Species of gastropod

Mangelia gazellae is a species of sea snail, a marine gastropod mollusk in the family Mangeliidae.

==Description==
The length of the shell varies between 10 mm and 22.5 mm.

(Original description in German) To the excellent diagnosis by von Martens, I have only a few additions to make based on the piece before me. The keel is not gone on the body whorl, but is merely less sharp. Between the keel and the suture, the spiral ridges are weaker, but are discernible on all whorls; only on the keel itself do about 2 of them cease.

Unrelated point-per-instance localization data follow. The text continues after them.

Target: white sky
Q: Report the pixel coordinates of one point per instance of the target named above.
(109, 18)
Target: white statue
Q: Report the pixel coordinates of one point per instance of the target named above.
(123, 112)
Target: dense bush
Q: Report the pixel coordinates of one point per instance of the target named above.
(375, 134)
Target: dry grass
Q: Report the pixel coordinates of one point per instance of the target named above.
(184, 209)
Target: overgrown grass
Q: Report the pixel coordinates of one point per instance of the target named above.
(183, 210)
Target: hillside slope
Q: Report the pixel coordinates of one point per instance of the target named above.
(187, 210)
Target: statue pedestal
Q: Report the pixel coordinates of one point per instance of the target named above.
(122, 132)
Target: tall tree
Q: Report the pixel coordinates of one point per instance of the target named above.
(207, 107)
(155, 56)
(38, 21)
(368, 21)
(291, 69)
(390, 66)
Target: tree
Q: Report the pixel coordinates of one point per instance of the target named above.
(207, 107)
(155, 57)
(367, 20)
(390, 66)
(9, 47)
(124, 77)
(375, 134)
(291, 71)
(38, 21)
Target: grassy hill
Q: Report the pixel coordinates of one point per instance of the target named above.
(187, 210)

The spiral ridges are weakly convex, of somewhat unequal width; sometimes narrow ones are inserted between them. On the body whorl, they become more widely spaced downwards, and on the siphonal canal, they also become narrower. I count about 30 up to the keel, and from there to the suture, about 6.

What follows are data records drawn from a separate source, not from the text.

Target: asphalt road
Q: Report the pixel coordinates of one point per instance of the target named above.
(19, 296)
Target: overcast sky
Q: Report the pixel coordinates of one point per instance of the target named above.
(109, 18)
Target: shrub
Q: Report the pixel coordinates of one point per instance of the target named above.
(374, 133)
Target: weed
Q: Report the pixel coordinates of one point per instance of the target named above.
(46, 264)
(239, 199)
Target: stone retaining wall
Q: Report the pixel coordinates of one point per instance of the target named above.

I would like to particularly emphasize the differences that exist between this species and narrowly plicate, which I established. Apart from the considerable size of the shell of Mangelia gasellae, its first whorl is somewhat less broad, but it is also smooth, and the sculpture only begins on the second whorl. The sloping area at the suture is somewhat broader from the upper whorls onwards. The folds thicken nodularly on the keel, whereas in anguste plicata (narrowly plicate), they are much flatter and narrower and partially resemble crumpled folds. The spiral sculpture is coarser and more sharply pronounced.

==Distribution==
This marine species occurs in the South Atlantic Ocean off Argentina, the Falkland Islands and Tierra del Fuego.